MR. JUSTICE JACKSON: No, Neurath.

GISEVIUS: I very often discussed these matters personally with the officials of the Foreign Office, because they were of a particularly difficult nature, and because the officials of the Foreign Office were very indignant, I asked them repeatedly to put these matters before the Minister through the official channels. In addition, I gave as much material as I could to one of the closest collaborators of the Foreign Minister at that time, the Chief of Protocol, “Minister” Von Bülow-Schwante; and according to the information I received from Bülow-Schwante, he very often submitted that material to Neurath.

MR. JUSTICE JACKSON: Now, were certain of the collaborators close collaborators of Von Papen? Was Von Papen subject to action by the Gestapo?

GISEVIUS: To start with, the entire group around Von Papen was continuously under surveillance by the Gestapo because in the earlier years there was an impression among great masses of people that Von Papen was a special advocate for decency and right. A large group collected around Von Papen and that, of course, was most carefully watched by the Gestapo. As the complaints, which Von Papen received by the score, were carefully compiled in his office, and as no doubt Von Papen quite often took these papers either to Göring or to the Hindenburg palace, the closest collaborators of Von Papen were especially suspected by the Gestapo.
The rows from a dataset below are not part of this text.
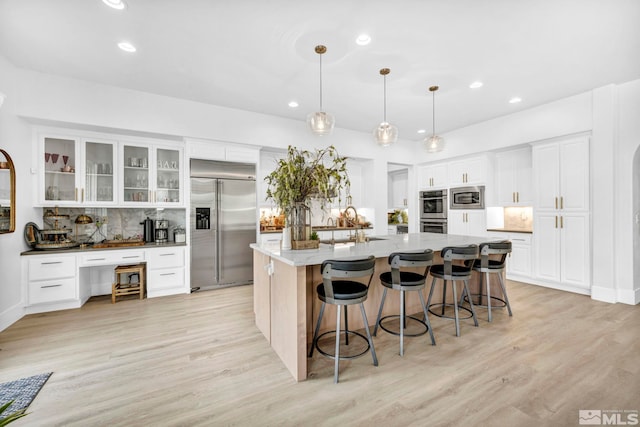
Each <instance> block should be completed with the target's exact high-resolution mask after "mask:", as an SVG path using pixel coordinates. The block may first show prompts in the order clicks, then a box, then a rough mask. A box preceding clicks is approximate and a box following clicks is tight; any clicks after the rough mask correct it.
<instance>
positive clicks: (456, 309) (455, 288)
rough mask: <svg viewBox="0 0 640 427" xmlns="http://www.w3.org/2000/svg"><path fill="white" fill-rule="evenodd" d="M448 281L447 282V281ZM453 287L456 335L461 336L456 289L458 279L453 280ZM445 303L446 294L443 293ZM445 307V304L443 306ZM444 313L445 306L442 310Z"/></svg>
mask: <svg viewBox="0 0 640 427" xmlns="http://www.w3.org/2000/svg"><path fill="white" fill-rule="evenodd" d="M445 283H446V282H445ZM451 289H452V290H453V310H454V313H455V321H456V336H457V337H459V336H460V319H459V317H458V295H457V294H458V291H457V290H456V281H455V280H452V281H451ZM443 304H444V295H443ZM442 307H444V305H443V306H442ZM442 314H444V308H443V310H442Z"/></svg>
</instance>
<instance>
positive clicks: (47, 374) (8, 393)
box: [0, 372, 53, 420]
mask: <svg viewBox="0 0 640 427" xmlns="http://www.w3.org/2000/svg"><path fill="white" fill-rule="evenodd" d="M52 373H53V372H47V373H45V374H40V375H34V376H33V377H27V378H21V379H19V380H15V381H9V382H6V383H2V384H0V406H2V405H4V404H5V403H7V402H10V401H12V400H13V401H14V402H13V403H12V404H11V406H9V408H7V410H6V411H5V412H4V413H3V414H0V420H1V419H2V418H4V417H6V416H8V415H9V414H11V413H13V412H16V411H19V410H21V409H26V408H27V407H28V406H29V405H30V404H31V402H33V399H35V397H36V395H37V394H38V392H39V391H40V389H41V388H42V386H43V385H44V383H46V382H47V380H48V379H49V377H50V376H51V374H52Z"/></svg>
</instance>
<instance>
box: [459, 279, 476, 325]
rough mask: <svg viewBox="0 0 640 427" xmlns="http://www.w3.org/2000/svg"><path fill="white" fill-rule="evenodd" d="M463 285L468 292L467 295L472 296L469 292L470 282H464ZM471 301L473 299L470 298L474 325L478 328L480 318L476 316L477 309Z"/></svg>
mask: <svg viewBox="0 0 640 427" xmlns="http://www.w3.org/2000/svg"><path fill="white" fill-rule="evenodd" d="M462 283H463V284H464V287H465V289H466V290H467V294H468V295H469V296H471V292H469V281H468V280H463V281H462ZM471 299H472V298H469V307H471V315H472V317H473V323H474V324H475V325H476V326H478V316H476V309H475V308H474V307H473V301H471Z"/></svg>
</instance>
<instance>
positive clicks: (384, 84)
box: [373, 68, 398, 147]
mask: <svg viewBox="0 0 640 427" xmlns="http://www.w3.org/2000/svg"><path fill="white" fill-rule="evenodd" d="M390 72H391V70H390V69H388V68H382V69H381V70H380V75H382V77H383V78H384V113H383V116H382V123H380V124H379V125H378V126H377V127H376V128H375V129H374V130H373V137H374V138H375V140H376V142H377V143H378V145H380V146H381V147H388V146H389V145H391V144H393V143H394V142H396V141H397V140H398V128H397V127H395V126H394V125H392V124H391V123H389V122H387V75H388V74H389V73H390Z"/></svg>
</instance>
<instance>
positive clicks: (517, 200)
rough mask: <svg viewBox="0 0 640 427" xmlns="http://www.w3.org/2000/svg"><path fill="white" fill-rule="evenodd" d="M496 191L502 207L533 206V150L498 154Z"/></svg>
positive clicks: (496, 177)
mask: <svg viewBox="0 0 640 427" xmlns="http://www.w3.org/2000/svg"><path fill="white" fill-rule="evenodd" d="M495 166H496V169H495V170H496V190H497V203H498V205H500V206H531V205H532V204H533V186H532V181H533V174H532V169H531V148H530V147H525V148H519V149H517V150H509V151H503V152H501V153H496V157H495Z"/></svg>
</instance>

So it was that on 30 June 1934 Oberregierungsrat Von Bose, the closest collaborator of Von Papen, was shot dead in the doorway of Von Papen’s office. The two other colleagues of Von Papen were imprisoned, and the man who wrote Von Papen’s radio speeches, Edgar Jung, was arrested weeks before the 30th of June; and on the morning of 1 July, he was found murdered in a ditch along the highway near Oranienburg.

MR. JUSTICE JACKSON: Did Von Papen continue in office after that?

GISEVIUS: I have never heard that he resigned; and I know that very soon after the Austrian Chancellor Dollfuss was murdered, he was sent to Vienna as Hitler’s ambassador.

MR. JUSTICE JACKSON: Did he ever make any protests that you know of?

GISEVIUS: I personally heard of none at the time, although, we were naturally extremely eager to hear which minister would protest. However, no letter from Papen arrived at the Ministry of the Interior.

MR. JUSTICE JACKSON: Were some of his collaborators murdered after the Anschluss in Austria?

GISEVIUS: On the day of the Anschluss, when the SS entered Austria, Von Papen’s closest collaborator, Legation Counsellor Freiherr von Ketteler, was kidnapped by the Gestapo. We searched for him for weeks, until 3 or 4 weeks later his body was washed up on the banks of the Danube.